Since her accident, Furtney, a two-time Amateur Junior Golf Association (AJGA) All-American and three-time AJGA champion, has finished in the top 15 five times. She also has won two events.

“I’ve come a long way,” Furtney said. “I put a lot of time and effort to get back to where I was.”

And Furtney has accomplished all of this while trying to live as normal of a high school life as possible.

In a regular week, Furtney comes home from school at 1:30 p.m. (she has seventh and eighth period off). Then she’ll practice for several hours, playing nine or 18 holes or going to the driving range in the winter. After that, she’ll go home and do homework. She might have some time to hang out with her two younger brothers.

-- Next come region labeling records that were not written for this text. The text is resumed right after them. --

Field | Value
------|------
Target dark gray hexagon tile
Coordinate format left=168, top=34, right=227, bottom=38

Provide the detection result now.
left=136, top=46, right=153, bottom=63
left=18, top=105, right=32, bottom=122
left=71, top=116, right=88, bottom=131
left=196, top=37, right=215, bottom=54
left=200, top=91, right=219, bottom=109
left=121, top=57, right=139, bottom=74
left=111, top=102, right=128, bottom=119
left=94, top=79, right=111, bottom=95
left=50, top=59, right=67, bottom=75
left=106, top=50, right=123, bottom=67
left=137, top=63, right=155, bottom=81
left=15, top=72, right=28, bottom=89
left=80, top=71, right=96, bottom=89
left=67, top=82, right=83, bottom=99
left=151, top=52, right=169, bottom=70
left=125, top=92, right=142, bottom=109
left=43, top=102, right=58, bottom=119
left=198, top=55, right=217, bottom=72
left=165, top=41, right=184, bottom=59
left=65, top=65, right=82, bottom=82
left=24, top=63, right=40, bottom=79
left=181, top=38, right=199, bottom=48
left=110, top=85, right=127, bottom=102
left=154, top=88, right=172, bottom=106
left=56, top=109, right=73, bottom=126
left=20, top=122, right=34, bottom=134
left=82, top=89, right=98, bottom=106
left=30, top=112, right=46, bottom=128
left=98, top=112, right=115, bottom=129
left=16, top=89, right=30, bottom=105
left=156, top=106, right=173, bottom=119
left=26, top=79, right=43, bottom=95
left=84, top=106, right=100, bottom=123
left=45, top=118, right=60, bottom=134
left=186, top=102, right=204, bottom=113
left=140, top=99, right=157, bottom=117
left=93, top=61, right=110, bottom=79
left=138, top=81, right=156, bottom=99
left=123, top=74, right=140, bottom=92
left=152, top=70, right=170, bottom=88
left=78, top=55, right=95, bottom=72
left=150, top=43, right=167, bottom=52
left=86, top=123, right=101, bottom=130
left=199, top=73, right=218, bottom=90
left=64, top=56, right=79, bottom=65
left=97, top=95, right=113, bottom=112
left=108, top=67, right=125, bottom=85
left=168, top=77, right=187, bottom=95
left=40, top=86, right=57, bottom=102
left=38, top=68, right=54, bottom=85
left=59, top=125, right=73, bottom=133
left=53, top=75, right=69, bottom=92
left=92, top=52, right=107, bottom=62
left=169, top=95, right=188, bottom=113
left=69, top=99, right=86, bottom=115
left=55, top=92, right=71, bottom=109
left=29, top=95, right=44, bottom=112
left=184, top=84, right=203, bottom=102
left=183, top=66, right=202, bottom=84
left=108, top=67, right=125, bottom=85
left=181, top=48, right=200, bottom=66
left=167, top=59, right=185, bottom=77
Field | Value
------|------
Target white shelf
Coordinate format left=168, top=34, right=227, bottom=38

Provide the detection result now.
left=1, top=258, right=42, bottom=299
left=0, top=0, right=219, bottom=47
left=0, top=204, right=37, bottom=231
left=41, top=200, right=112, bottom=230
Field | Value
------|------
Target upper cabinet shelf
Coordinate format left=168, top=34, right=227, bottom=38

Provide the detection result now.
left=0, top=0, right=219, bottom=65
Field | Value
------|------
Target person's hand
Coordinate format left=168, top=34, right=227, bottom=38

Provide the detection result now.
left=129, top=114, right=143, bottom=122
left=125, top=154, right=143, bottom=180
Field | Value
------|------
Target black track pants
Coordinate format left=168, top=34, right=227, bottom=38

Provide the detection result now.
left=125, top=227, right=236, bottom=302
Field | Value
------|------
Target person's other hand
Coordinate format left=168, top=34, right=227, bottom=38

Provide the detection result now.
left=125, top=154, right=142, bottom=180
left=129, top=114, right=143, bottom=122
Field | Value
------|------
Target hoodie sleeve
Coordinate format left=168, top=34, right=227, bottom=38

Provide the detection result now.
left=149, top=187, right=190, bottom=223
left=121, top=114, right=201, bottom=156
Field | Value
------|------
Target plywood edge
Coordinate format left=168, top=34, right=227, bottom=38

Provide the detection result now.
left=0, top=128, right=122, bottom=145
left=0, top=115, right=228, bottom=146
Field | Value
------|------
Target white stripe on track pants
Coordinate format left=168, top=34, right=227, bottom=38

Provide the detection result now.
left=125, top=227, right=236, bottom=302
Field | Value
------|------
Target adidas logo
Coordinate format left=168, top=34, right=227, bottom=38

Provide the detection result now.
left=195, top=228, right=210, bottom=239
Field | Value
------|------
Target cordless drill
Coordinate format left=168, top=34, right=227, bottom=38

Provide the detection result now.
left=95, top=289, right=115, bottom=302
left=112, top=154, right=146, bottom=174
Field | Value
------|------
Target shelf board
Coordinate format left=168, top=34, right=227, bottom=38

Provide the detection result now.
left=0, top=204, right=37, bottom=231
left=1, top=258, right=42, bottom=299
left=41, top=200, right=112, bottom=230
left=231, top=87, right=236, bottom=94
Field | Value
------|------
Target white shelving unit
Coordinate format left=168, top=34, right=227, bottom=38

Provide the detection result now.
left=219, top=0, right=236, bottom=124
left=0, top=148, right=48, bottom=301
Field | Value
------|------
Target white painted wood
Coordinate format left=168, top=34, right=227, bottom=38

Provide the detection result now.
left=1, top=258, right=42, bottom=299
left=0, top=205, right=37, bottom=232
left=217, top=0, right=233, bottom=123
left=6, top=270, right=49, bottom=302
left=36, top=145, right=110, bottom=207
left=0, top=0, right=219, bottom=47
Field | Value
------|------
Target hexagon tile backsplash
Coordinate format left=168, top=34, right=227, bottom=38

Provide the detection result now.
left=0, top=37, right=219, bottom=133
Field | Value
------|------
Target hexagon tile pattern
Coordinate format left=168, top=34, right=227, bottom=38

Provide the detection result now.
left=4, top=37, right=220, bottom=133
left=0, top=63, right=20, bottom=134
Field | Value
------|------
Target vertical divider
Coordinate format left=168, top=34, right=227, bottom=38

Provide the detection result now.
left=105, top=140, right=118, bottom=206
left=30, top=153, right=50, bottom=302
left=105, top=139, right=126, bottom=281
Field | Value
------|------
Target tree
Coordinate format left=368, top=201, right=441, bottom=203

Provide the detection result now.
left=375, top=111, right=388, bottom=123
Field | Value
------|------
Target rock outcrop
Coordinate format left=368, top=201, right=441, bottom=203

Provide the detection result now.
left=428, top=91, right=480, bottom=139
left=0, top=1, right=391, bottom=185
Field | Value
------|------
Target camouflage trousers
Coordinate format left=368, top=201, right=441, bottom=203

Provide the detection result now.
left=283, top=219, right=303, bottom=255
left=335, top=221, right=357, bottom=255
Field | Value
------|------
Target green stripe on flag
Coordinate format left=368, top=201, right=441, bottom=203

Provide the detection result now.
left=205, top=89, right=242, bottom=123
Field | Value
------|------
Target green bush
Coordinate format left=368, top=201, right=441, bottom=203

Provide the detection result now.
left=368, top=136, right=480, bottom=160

Sleep? That’s for the weak.

There’s no senior slumping for Furtney. In her final semester of high school, she’s taking advanced-placement calculus and Spanish, along with two honors courses and a class called “standard oceanography.” Though she’s traveling to tournaments at least once a month, Furtney has a 5.27 GPA.

She has had to make plenty of sacrifices, including missing junior prom to try to qualify for the U.S. Open.

“I’ve definitely had to make a lot of sacrifices just to be able to get to where I am today and because golf is time-consuming with traveling and things like that,” Furtney said. “You’ll miss school and miss tests, and so there might be some night where my friends might be hanging out, I’ll have to stay home and do some studying or homework, or maybe stay after school to take tests and maybe on weekends I’ll have to practice instead.

“It definitely takes time and dedication, that’s for sure. But I like the balance, I like the challenge of making sure you’re staying strong academically and golf-wise.”

She’s going to prom this year, though she’ll return from a USGA event the Thursday before the Saturday dance next month.

“It’s a bit of a hectic schedule, but I enjoy it,” Furtney said. “I love being busy.”